The scrotum is subject to infections, similar to skin elsewhere in the body. However, several anatomic issues predispose the scrotal skin to infection. Reduced ventilation and lack of sweat evaporation cause the scrotal skin to be moist. In addition, the proximity of the scrotum to the urethra and rectum can affect the bacterial type and load. Physical contact with the thighs favors skin maceration that can delay the healing process. Lastly, the loose, fat-free and contractile scrotal wall reacts to infection with considerable edema (see Plate 3-8), which can interfere with vascularity and prolong healing.

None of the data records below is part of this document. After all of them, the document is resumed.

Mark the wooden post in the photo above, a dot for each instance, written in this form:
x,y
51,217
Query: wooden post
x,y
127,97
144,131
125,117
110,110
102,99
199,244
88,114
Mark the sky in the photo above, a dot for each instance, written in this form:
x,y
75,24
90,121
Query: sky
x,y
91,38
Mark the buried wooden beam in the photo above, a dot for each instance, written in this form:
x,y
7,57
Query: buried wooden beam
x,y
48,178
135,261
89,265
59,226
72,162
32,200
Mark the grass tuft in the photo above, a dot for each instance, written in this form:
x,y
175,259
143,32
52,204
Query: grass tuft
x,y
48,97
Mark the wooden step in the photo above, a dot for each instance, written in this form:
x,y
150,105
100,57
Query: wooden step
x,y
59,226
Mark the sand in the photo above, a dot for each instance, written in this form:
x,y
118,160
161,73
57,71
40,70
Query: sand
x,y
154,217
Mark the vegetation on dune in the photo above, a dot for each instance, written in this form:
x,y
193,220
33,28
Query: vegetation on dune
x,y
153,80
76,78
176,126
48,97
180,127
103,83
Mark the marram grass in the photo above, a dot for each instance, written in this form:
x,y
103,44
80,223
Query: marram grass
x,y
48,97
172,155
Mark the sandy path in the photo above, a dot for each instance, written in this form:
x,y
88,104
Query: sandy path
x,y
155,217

Primary abscess of the scrotal wall is rare. Abscesses secondary to underlying urethral, testicular, epididymal, perineal, or rectal pathology are more common. Scrotal boils or furuncles can occur from infection of hair follicles or sweat glands due to bacteria such as Staphylococcus aureus. They usually require incision and drainage along with antibiotics and are prone to recur if the sebaceous cyst is not entirely excised.

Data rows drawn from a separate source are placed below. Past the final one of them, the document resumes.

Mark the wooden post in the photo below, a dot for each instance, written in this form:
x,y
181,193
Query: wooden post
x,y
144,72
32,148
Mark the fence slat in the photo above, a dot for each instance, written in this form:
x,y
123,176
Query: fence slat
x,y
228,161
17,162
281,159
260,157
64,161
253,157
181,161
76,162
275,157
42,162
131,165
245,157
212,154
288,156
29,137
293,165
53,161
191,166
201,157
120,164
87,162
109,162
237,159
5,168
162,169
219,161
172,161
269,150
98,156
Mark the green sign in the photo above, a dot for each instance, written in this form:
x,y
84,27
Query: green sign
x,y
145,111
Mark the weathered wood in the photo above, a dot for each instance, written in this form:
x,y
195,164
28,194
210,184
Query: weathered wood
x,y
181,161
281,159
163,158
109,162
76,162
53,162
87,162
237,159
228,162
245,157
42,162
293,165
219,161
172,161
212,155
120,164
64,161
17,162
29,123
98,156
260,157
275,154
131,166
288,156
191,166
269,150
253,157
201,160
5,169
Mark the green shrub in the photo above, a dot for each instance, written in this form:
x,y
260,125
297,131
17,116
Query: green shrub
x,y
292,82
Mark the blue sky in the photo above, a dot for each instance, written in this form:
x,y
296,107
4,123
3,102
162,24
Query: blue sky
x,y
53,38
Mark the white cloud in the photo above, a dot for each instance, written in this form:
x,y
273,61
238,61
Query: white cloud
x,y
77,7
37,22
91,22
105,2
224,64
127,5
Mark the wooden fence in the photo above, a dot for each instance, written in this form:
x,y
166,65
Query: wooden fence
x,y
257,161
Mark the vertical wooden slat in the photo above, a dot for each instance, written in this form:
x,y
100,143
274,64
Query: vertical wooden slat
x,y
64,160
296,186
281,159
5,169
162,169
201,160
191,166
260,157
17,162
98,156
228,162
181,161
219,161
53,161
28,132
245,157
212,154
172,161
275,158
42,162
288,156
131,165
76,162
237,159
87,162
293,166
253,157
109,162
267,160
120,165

Scrotal erysipelas (Greek for “red skin”) is a diffuse infection of the scrotal dermis and subcutaneous tissue. It is most commonly due to Streptococcus pyogenes (also known as beta-hemolytic group A streptococci), although non–group A streptococci are also implicated. Erysipelas infections enter the skin through minor trauma, eczema, surgical incisions, abscesses, ﬁstulae, and ulcers. People with immune deﬁciency, diabetes, alcoholism, skin ulceration, fungal infections, and impaired lymphatic drainage are at increased risk for this infection. Erysipelas is diagnosed by the appearance of well-demarcated rash and inﬂammation. Blood cultures are unreliable. It should be differentiated from herpes zoster and angioedema and be distinguished from cellulitis by its raised advancing edges and sharp borders. Erysipelas in the lower abdomen or adjacent skin areas may progress to the scrotum and can gradually invade the entire scrotum, with soft, loose tissues becoming markedly swollen, tense, smooth, and warm. Many blebs or vesicles form on the surface, and in some instances the infection is so intense that the scrotal skin becomes gangrenous. It is treated with penicillin, clindamycin, or erythromycin antibiotics.
Scrotal gangrene or necrotizing fasciitis of the scrotum is uncommon but lethal. It can occur after extravasation of infected urine into subcutaneous tissues secondary to urethral stricture (see Plate 2-20) or seeding from stool due to rectal ﬁstula or ﬁssure. It may also occur after mechanical, chemical, or thermal injury to the scrotum and is particularly prone to occur in individuals with underlying systemic immune disturbances, diabetes, or alcoholism. Scrotal gangrene has also been encountered as a complication of rare conditions such as embolism of the hypogastric arteries, Entamoeba histolytica infestation, and rickettsial diseases when accompanied by thrombosis of small blood vessels. Spread of the infection is usually limited by scrotal and pelvic fascial planes (see Plate 2-20).
Fulminating, spontaneous, or idiopathic gangrene (Fournier gangrene) of the scrotum is known for its dramatic, sudden onset. A combination of aerobic and anaerobic bacteria and fungi facilitate the rapid course of this infection. Staphylococcal bacteria clot the blood, depriving surrounding tissue of oxygen. Within this oxygen-depleted environment, anaerobic bacteria thrive and produce enzymes that digest tissue and further spread the infection. Men are 10 times more likely than women to develop Fournier gangrene and those aged 60 to 80 with a predisposing condition are most susceptible. Alcoholism, diabetes mellitus, leukemia, morbid obesity, immune system disorders such as HIV and Crohn disease, and intravenous drug users are at increased risk for developing gangrene. The condition also can develop as a complication of surgery.
With gangrenous infection, the scrotum becomes abruptly painful and reddened, usually limited to the demarcation of the scrotum. It may spread quickly under Scarpa fascia to the abdomen and even to the axilla, often within hours. It can be differentiated from erysipelas, which begins in a localized area and spreads with a red, raised margin. Gangrene is typically accompanied by a “spongy” or “cracking” feel to the tissues in the scrotum, groin, and perineum on examination, which represents tissue crepitus from emphysema due to gas-producing anaerobic organisms. Treatment is emergent and involves making multiple incisions in affected tissues, irrigation with antibiotic solution, systemic broad-spectrum antibiotics, and ﬂuid support.